Von der Esplanade, der jetzigen Schillerstraße, die damals von alten, schönen Linden beschattet war, führte eine breite Treppe mit eisernem Geländer zu einer Gruppe tiefliegender Häuser hinab. Neben dieser Treppe in einem schattigen Gärtchen wächst ein schöner Muskateller-Birnbaum, der wie kein anderer voll blüht und voll trägt. Er stand schon damals und steht noch heute. Auf der Treppe fanden und finden die Schulkinder an frischen Julimorgen manch goldgelbes, zersprungenes Birnlein liegen, das der Wind über Nacht von dem Baum geweht hat.

Diese Treppe führte zu dem dunkeln Gang, der durch ein Nebengebäude des Wittumspalais geht und der wie geschaffen ist zum Lauern und Schlüpfen für Liebespärchen und Gassenbuben.

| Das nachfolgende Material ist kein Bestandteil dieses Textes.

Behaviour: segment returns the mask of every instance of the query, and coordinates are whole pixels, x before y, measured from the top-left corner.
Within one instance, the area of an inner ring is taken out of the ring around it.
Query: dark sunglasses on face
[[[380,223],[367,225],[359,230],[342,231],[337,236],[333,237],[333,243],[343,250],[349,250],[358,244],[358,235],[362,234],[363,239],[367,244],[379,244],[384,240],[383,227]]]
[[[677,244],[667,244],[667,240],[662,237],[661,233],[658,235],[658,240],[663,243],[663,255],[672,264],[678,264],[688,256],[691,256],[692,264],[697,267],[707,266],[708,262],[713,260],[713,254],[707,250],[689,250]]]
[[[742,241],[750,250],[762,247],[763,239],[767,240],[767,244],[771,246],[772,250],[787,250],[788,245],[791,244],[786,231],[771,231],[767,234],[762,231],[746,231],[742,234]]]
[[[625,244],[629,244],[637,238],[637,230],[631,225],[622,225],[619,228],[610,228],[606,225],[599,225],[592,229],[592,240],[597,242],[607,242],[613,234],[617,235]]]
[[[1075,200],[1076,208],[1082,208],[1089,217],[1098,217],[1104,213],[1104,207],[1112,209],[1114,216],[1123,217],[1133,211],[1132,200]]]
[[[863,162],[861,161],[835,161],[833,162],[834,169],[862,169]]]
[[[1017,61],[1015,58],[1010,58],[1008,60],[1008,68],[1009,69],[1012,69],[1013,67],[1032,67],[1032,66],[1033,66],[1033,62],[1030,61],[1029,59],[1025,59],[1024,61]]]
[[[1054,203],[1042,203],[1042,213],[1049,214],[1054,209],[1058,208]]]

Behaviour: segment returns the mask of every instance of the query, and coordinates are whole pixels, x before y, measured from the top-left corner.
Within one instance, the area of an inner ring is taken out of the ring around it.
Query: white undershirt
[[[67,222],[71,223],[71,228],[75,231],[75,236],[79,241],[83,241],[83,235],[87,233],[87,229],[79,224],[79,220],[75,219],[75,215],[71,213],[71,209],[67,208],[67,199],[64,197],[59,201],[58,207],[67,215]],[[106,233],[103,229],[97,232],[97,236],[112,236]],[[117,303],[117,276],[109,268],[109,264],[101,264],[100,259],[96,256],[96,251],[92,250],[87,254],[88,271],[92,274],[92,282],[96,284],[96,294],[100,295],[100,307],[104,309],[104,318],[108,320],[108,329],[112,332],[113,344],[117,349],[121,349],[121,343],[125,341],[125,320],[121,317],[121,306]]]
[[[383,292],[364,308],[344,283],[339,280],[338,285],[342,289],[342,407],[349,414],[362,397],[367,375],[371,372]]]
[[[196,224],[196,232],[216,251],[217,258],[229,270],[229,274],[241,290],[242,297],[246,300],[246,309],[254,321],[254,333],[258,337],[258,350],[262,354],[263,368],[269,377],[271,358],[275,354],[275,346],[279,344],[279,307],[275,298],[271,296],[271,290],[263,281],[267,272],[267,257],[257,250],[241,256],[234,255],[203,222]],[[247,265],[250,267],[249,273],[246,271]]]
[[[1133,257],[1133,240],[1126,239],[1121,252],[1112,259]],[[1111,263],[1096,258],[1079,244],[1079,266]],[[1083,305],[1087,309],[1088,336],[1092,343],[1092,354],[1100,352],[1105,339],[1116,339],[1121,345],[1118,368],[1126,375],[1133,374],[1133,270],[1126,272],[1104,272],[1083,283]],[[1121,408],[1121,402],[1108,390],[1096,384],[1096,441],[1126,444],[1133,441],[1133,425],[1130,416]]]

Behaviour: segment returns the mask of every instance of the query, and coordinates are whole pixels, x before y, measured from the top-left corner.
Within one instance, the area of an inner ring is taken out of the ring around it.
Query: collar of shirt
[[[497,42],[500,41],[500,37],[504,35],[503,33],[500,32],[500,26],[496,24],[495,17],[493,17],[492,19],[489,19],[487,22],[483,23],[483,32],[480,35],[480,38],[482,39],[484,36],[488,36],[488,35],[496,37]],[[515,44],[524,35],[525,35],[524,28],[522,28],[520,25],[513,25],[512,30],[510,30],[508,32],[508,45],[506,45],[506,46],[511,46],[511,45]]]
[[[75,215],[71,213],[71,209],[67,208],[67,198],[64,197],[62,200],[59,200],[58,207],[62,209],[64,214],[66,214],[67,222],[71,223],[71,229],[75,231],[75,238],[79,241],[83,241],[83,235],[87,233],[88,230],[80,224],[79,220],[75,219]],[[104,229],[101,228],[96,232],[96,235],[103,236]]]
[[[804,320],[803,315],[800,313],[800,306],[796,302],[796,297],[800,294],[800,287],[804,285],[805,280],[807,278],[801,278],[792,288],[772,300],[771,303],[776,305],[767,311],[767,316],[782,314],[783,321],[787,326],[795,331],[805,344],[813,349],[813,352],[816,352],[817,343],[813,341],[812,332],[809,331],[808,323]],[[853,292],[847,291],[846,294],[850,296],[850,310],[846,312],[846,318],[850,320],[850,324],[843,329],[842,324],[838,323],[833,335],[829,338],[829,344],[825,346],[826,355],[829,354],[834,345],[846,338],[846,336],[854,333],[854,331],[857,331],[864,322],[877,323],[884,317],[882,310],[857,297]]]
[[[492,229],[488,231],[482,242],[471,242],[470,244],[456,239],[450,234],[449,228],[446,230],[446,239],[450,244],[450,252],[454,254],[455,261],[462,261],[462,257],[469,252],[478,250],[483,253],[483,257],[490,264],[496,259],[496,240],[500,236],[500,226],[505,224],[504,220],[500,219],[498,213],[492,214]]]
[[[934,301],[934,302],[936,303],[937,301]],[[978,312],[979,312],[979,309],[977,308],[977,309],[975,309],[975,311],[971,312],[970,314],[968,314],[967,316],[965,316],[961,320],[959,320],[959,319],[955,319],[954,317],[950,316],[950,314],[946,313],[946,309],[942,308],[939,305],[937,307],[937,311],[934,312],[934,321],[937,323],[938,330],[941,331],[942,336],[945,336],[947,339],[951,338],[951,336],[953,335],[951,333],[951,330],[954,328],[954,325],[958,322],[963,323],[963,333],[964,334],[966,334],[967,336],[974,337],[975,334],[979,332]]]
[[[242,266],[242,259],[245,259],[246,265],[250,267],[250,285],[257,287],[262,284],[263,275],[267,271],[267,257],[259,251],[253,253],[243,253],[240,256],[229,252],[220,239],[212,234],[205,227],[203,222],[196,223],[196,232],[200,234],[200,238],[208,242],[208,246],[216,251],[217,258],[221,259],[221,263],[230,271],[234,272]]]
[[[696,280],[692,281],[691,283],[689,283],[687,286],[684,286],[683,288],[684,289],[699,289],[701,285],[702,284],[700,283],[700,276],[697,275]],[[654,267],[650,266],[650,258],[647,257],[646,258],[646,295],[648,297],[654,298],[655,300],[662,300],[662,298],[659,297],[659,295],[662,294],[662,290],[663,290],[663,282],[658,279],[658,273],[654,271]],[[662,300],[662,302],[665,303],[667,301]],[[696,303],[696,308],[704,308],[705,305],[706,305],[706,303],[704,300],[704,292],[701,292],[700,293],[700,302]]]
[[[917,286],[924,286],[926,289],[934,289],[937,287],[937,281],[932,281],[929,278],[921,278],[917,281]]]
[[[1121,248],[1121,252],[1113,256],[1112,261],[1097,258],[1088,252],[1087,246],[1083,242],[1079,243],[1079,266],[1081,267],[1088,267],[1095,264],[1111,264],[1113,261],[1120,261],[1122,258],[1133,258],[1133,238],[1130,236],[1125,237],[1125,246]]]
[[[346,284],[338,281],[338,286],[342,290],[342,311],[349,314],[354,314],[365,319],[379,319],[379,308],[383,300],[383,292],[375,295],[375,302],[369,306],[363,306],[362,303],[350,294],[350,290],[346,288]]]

Dort hockten die beiden Rangen auf den Stufen und lasen mit außerordentlichem Hochgenuß die Herzensgeheimnisse, welche die Damen für gut erachteten, einander mitzuteilen. Und die Ratsmädchen fanden nichts auf der Welt so spaßhaft, so belustigend, als die pedantische Rechenschaft, die eine jede der Freundinnen der anderen von ihrem augenblicklichen Herzenszustande gab, so genau und ausführlich, daß es schien, als seien diese Frauenzimmer entschlossen, das Wesen der Liebe ein für allemal und endgültig zu ergründen.

Röse und Marie wußten aufs genaueste, wie es um Ottilie und August von Goethe stand. Sie hatten auch einen Brief von Adele an einen Verehrer befördert und natürlich gelesen, worin Adele zum größten Gaudium der Ratsmädchen diesem auf einen Heiratsantrag folgendermaßen erwiderte:

„Mein Herz ist nicht mehr frei; wollen Sie mit meinem Verstande vorlieb nehmen, so bin ich die Ihre.“

Als die Ratsmädel diese Antwort gelesen hatten, gerieten sie auf ihrer Treppe außer sich vor Vergnügen, und Röse rief: „Du, die ist praktisch; das sollte man sich merken; aber miserabel ist es doch, und wenn er darauf hereinfällt, ist er ein Esel, und es geschieht ihm alles recht.“

Zu Rösens außerordentlicher Befriedigung ging er aber nicht auf Adelens Vorschlag ein. Zu einer solchen behaglichen Stunde auf der Wittumspalais-Treppe, während welcher Röse und Marie sich mit Indiskretionen auf das harmloseste vergnügten, wurden sie in ihrem Treiben von August von Goethe belauscht und an die Pogwischs verraten.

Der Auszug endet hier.